Waktu itu saya masih SMP. Seperti biasa, menjelang magrib, pergi ke mesjid, berkumpul di tengah mesjid, agak deket dengan mimbar, mengerumuni microfon untuk mengumandangkan puja-puji kepada Allah. Ada si Piyan, ada si Entis, ada si Wildan dan lain-lain sebagainya.
“Allah pasti bilang: Berisik!”
“Kenapa?”
“Kan Allah Maha Mendengar, ditambah pake speaker”
“Iya sih”
Tapi dengan speaker, rasanya seperti keren. Suara kami tidak cuma didenger oleh Allah, tapi juga oleh semua mahluk yang ada di dunia! Termasuk oleh Ibu. Termasuk oleh Ayah. Termasuk oleh orang yang sedang sakit gigi.
“Ibu denger aku enggak? Tadi, di speaker mesjid?”
“Denger. Iya, harus begitu”
“He he he. Bukan!”
“Denger apa?”
“Tadi aku teriak: “Bi Ruah minta uang!”. Denger enggak?”
“Kamu ini!”
Bi Ruah itu pembantu di rumah saya. Nanti deh saya cerita tentang bi Ruah. Sekarang saya mau cerita tentang mas Oki dulu mumpung sudah ngantuk.
Jaman itu, mas Oki masih muda, tapi usianya jauh lebih tua dari kami. Sudah tamat SMA tapi tidak kuliah dan rambutnya ikal. Suka ada di mesjid kalau sedang tidak ikut bapaknya jualan beras di pasar.

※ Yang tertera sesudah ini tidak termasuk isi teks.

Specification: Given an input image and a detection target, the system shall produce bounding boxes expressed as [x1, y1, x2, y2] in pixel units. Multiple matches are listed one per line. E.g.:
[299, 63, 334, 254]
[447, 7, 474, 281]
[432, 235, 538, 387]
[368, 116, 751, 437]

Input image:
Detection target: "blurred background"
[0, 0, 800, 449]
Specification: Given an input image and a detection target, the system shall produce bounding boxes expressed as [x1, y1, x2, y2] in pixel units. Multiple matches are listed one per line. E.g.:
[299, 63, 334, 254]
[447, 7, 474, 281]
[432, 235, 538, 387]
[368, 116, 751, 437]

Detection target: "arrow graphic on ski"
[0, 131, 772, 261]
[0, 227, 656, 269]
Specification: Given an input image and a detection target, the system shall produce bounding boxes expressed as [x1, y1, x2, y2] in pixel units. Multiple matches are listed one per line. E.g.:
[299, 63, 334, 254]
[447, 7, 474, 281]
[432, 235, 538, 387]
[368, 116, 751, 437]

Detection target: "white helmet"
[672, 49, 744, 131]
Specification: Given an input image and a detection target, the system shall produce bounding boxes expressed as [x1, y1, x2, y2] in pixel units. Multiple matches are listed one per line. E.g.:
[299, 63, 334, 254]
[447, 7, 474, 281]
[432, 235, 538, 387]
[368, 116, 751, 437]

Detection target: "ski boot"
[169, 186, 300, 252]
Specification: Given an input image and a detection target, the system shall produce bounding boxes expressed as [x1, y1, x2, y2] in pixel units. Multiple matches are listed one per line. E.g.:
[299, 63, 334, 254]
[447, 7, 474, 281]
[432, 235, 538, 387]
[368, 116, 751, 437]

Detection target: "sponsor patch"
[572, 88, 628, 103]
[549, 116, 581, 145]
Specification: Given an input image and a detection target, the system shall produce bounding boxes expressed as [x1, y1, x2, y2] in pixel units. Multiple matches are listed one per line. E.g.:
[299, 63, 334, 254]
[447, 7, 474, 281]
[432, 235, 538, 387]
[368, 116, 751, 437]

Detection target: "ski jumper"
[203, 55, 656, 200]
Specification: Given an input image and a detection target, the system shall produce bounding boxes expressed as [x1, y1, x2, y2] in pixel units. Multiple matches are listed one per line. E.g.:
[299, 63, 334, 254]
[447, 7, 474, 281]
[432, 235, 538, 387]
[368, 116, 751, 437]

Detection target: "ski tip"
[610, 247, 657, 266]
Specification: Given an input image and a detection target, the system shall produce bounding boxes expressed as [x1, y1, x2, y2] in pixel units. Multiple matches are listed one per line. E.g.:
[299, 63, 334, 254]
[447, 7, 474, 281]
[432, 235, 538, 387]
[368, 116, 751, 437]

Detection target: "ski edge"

Di mesjid, dia suka mukul bedug sebelum adzan. Juga suka ngejemur karpet mesjid setiap hari kamis. Dia itu apa ya? Dia itu manusia dan anggota DKM, Dewan Kebersihan Mesjid, tapi dulu istilahnya bukan DKM, entah apa.
Pokoknya saya suka menyebut si mas Oki itu dengan sebutan Ikan mas Oki. Keren kan? Kedenger jadi seperti Ikan Mas Koki. Saya ngomongnya cuma ke teman, mas Oki jangan sampai tahu, nanti dia marah.
Suatu hari dia marah karena ada yang nempelin stiker Rolling Stones di podium mesjid. Mas Oki curiga, pelakunya pasti ada diantara anak-anak yang nanti akan ngaji setiap habis shalat magrib.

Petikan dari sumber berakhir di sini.